Otteson has further arguments and concerns, and no doubt would do well in a “Should We Have a Welfare State?” debate versus a socialist-inclined colleague. But as a guide for young, budding business students, I fear his categorical conclusions will come off as outside-the-Overton Window extremism and cause many readers to reject even the more mainstream elements of his argument. I also suspect that, for a general audience, it will generate a kind of jarring cognitive abruptness. Otteson moves from advising his readers that they should not cheat and steal during business deals (met with eager nods of agreement) to suggesting that no government should ever provide any social welfare support to anyone (met with confused frowns of concern).
While I personally am substantially in agreement with the arguments in the book, it seems like “Honorable Business” might be better broken into two volumes. The first would be the existing well-reasoned explanation of the ethical basis and moral value of voluntary transactions (the book for business students and businesspeople) and the second a vociferous defense of classical liberal political theory (for philosophy and government students, and anyone interested in small government advocacy). I fear that the latter, though well-written and tightly reasoned, might drive the audience for the former in the opposite direction as intended.

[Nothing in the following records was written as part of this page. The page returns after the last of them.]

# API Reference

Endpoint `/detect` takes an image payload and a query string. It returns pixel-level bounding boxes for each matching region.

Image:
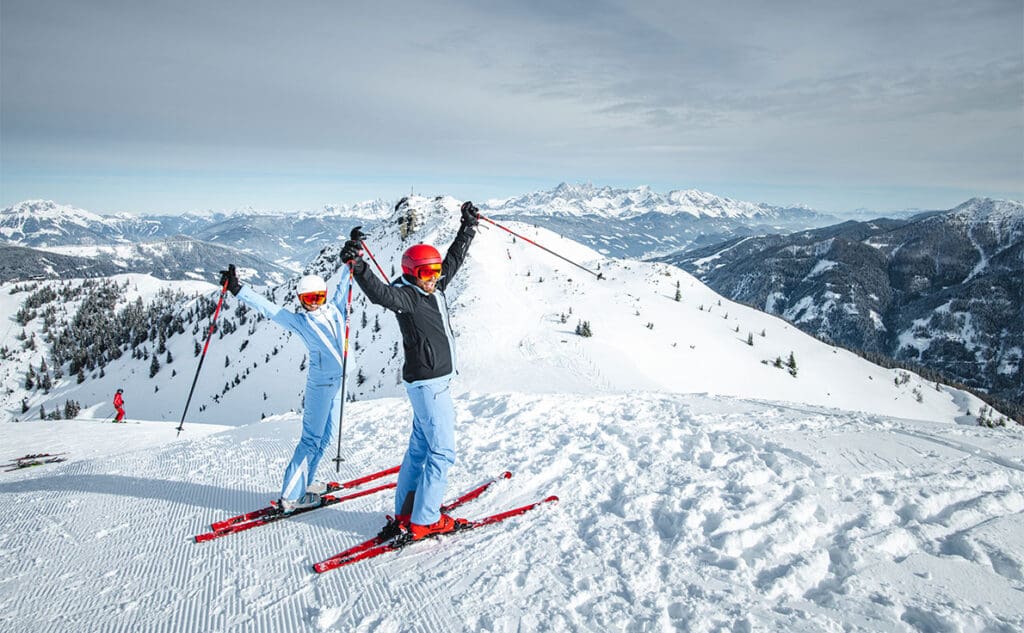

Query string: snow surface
[0,392,1024,631]
[0,195,1024,632]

In any case, Otteson deserves high marks for taking on this project and presenting a reasonable, humane defense of business as a moral enterprise. As my Competitive Enterprise Institute colleague Fred L. Smith has frequently written, undergraduates and business school students desperately need a defense against the many fallacies and calumnies about the commercial world that we observe in popular culture and political rhetoric.
Human beings, as Otteson describes in one particularly fascinating passage, have a primordial, evolutionary suspicion of the kind of behaviors that are necessary to successful business—such as trusting strangers and allocating rewards in an impersonal, long-term manner. It’s essential to have material like “Honorable Business” to push back on those tribal instincts.